The sensors package is available on all architectures except IBM Z.

2 Installing and configuring hardware sensors

To measure the CPU temperature, install and configure the sensors tool that can access and read the hardware sensors.

  1. Install the required package:

    > sudo zypper install sensors
  2. To detect all the sensors in the system, run the following command as root:

    > sudo sensors-detect --auto

    The --auto option allows checking for all hardware monitoring chips at once without probing them one by one. When finished, the script shows a summary of what chips were detected:

    Now follows a summary of the probes I have just done.
    
    Driver `coretemp':
     * Chip `Intel digital thermal sensor' (confidence: 9)
    
    Driver `to-be-written':
     * ISA bus, address 0xa40
       Chip `ITE IT8686E Super IO Sensors' (confidence: 9)
    
    Do you want to generate /etc/sysconfig/lm_sensors? (YES/no):
  3. Confirm to generate the file /etc/sysconfig/lm_sensors. After confirmation, the script creates a systemd service (/usr/lib/systemd/system/lm_sensors.service.) that is enabled by default.

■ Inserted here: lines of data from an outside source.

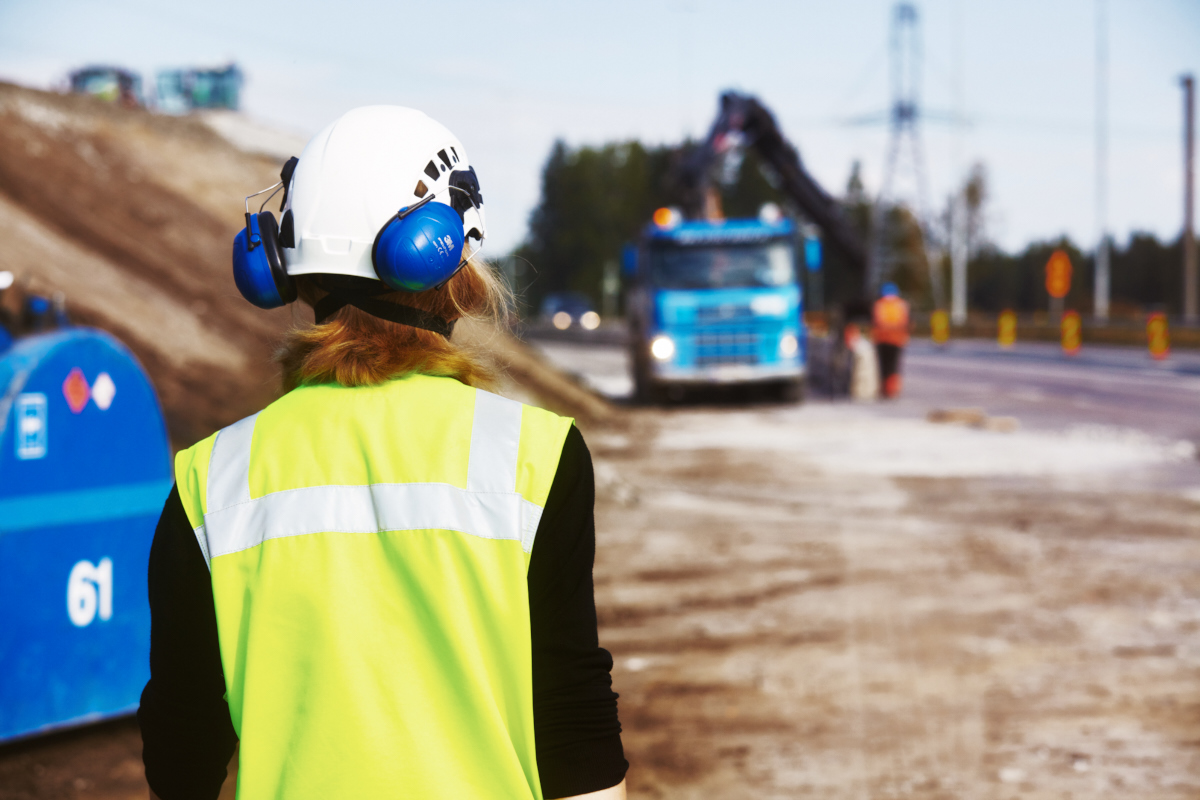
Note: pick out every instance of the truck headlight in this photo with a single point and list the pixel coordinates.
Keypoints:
(789, 346)
(661, 348)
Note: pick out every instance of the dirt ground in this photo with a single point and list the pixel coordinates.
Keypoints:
(781, 630)
(783, 627)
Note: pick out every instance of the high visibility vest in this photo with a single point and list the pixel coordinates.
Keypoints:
(891, 322)
(369, 551)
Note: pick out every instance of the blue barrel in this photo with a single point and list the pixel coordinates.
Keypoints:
(84, 473)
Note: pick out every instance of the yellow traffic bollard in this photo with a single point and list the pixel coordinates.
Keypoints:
(1072, 328)
(940, 326)
(1006, 332)
(1158, 336)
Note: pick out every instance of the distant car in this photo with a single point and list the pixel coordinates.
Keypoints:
(565, 308)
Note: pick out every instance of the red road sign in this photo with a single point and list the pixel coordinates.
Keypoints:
(1059, 274)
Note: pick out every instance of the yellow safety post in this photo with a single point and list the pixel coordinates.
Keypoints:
(1158, 336)
(1072, 332)
(940, 326)
(1006, 329)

Check the status of the systemd service:

> sudo systemctl status lm_sensors
● lm_sensors.service - Initialize hardware monitoring sensors
  Loaded: loaded (/usr/lib/systemd/system/lm_sensors.service; enabled; vendor preset: disabled)
  Active: active (exited) since Fri 2021-09-10 16:57:55 CEST; 2min 23s ago
 Process: 32552 ExecStart=/usr/bin/sensors -s (code=exited, status=0/SUCCESS)
 Process: 32551 ExecStart=/sbin/modprobe -qab $BUS_MODULES $HWMON_MODULES (code=exited, status=0/SUCCESS)
Main PID: 32552 (code=exited, status=0/SUCCESS)
   Tasks: 0
  CGroup: /system.slice/lm_sensors.service

Sep 10 16:57:55 edison systemd[1]: Starting Initialize hardware monitoring sensors...
Sep 10 16:57:55 edison systemd[1]: Started Initialize hardware monitoring sensors.

After you have completed these steps, your computer has detected all sensors and has started to monitor them.

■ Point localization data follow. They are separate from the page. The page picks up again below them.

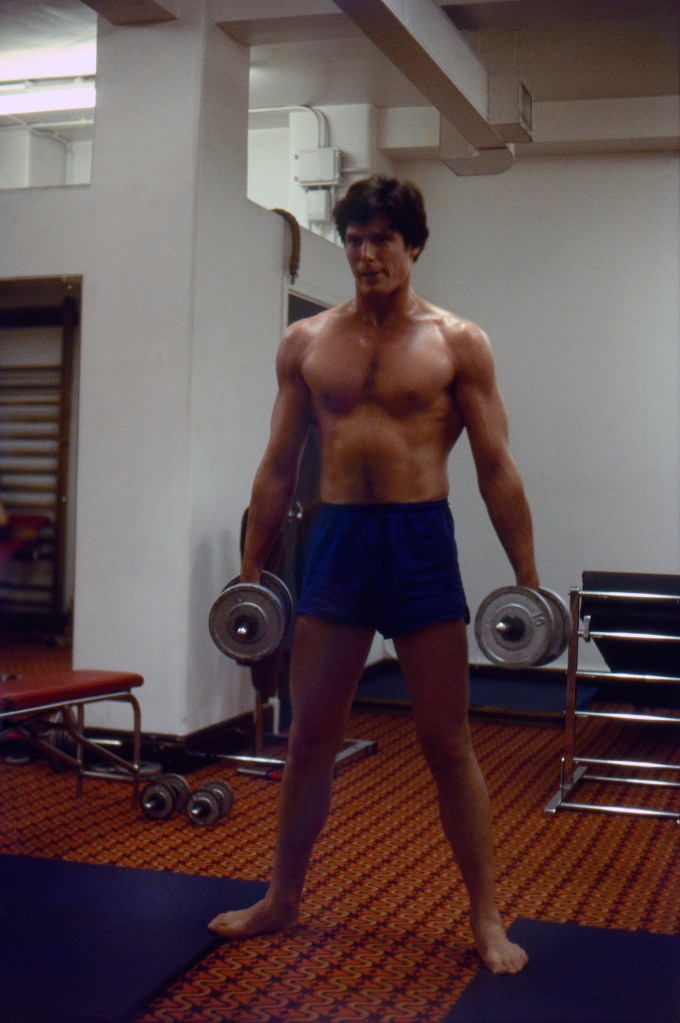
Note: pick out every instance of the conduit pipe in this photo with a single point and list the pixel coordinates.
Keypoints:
(421, 42)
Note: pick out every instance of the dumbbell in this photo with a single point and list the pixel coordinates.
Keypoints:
(248, 619)
(210, 803)
(161, 798)
(519, 627)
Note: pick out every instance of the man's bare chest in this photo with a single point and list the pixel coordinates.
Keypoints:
(401, 377)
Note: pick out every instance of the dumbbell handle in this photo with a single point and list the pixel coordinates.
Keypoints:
(511, 628)
(199, 808)
(245, 626)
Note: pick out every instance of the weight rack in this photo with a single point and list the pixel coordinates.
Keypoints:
(608, 604)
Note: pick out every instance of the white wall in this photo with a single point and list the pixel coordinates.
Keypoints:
(572, 266)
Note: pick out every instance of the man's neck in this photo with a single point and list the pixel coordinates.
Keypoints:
(378, 309)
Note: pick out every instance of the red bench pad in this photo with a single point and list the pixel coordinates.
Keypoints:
(62, 686)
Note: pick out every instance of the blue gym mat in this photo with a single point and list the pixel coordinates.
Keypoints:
(94, 944)
(504, 694)
(579, 975)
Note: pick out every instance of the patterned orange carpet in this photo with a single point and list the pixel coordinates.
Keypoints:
(384, 934)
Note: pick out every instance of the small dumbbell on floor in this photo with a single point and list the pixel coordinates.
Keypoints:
(518, 627)
(210, 803)
(165, 796)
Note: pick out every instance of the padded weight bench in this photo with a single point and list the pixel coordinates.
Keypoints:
(29, 703)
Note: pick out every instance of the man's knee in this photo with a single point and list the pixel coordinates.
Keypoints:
(447, 755)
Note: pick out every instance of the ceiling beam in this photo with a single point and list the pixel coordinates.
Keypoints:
(263, 23)
(135, 11)
(422, 43)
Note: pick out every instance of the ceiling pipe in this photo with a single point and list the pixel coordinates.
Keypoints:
(423, 44)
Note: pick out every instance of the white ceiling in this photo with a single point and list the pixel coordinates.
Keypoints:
(564, 49)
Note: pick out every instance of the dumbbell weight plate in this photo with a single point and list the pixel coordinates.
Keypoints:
(561, 619)
(224, 792)
(204, 807)
(514, 627)
(157, 800)
(247, 620)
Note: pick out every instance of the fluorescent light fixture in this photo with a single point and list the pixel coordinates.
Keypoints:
(30, 97)
(79, 59)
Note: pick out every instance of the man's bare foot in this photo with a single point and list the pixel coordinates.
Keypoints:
(497, 951)
(259, 919)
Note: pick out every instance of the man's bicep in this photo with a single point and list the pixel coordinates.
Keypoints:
(482, 404)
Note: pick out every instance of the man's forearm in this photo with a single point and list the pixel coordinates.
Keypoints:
(511, 519)
(270, 502)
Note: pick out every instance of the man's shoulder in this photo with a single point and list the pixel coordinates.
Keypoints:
(455, 329)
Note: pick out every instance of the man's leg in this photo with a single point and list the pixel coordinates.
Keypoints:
(325, 666)
(434, 661)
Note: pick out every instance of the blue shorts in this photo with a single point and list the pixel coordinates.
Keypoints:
(391, 567)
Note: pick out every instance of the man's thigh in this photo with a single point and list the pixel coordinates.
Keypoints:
(326, 662)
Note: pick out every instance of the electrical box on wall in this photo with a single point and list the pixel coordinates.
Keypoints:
(510, 106)
(318, 168)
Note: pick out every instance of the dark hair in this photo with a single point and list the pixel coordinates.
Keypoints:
(400, 202)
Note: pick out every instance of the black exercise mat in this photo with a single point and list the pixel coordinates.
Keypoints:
(579, 975)
(87, 943)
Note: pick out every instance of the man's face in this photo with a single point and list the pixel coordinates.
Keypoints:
(378, 257)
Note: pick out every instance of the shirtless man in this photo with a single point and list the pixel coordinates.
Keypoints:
(390, 382)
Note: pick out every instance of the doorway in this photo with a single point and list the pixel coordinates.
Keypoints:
(39, 358)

3 Getting temperature data

To obtain a snapshot of the current temperature, run the following command:

> sensors
 [...]
 nvme-pci-0700 1
 Adapter: PCI adapter 2
 Composite:    +36.9°C  (low  = -273.1°C, high = +83.8°C)3
                        (crit = +83.8°C)
 Sensor 1:     +36.9°C  (low  = -273.1°C, high = +65261.8°C)4
 Sensor 2:     +43.9°C  (low  = -273.1°C, high = +65261.8°C)56
 
 Adapter: ACPI device
 temp1:        +16.8°C  (crit = +18.8°C)
 temp2:        +27.8°C  (crit = +119.0°C)
 temp3:        +29.8°C  (crit = +119.0°C)
 
 coretemp-isa-0000
 Adapter: ISA adapter
 Package id 0:  +43.0°C  (high = +82.0°C, crit = +100.0°C)
 Core 0:        +41.0°C  (high = +82.0°C, crit = +100.0°C)
 Core 1:        +41.0°C  (high = +82.0°C, crit = +100.0°C)
 Core 2:        +43.0°C  (high = +82.0°C, crit = +100.0°C)
 Core 3:        +41.0°C  (high = +82.0°C, crit = +100.0°C)
 Core 4:        +41.0°C  (high = +82.0°C, crit = +100.0°C)
 Core 5:        +40.0°C  (high = +82.0°C, crit = +100.0°C)

1

Specific hardware component or sensor chip being monitored.

2

The descriptive name for the specific sensor on the chip.

3

Aggregate temperature measurement from several sensors. The low = -273.1°C, high = +83.8°C means the sensor reading should ideally be within this range. If the temperature goes above 83.8 degrees Celsius (crit = +83.8°C), it is deemed critical and may cause hardware issues.

4

This is a stand-alone sensor on the motherboard that is currently reading at 36.9 degrees Celsius.

5

This is another stand-alone sensor on the motherboard reading at 43.9 degrees Celsius.

6

The value of +65261.8°C is a placeholder or a default maximum value, indicating that the sensor is not programmed to measure temperatures above that level. Since the actual reading (+36.9°C) is far below this value, we can ignore the anomalously high maximum.

Note
Note: Output depends on the type of hardware

The output of the sensors command depends on the type of hardware installed on your machine, as different hardware components have different sensors.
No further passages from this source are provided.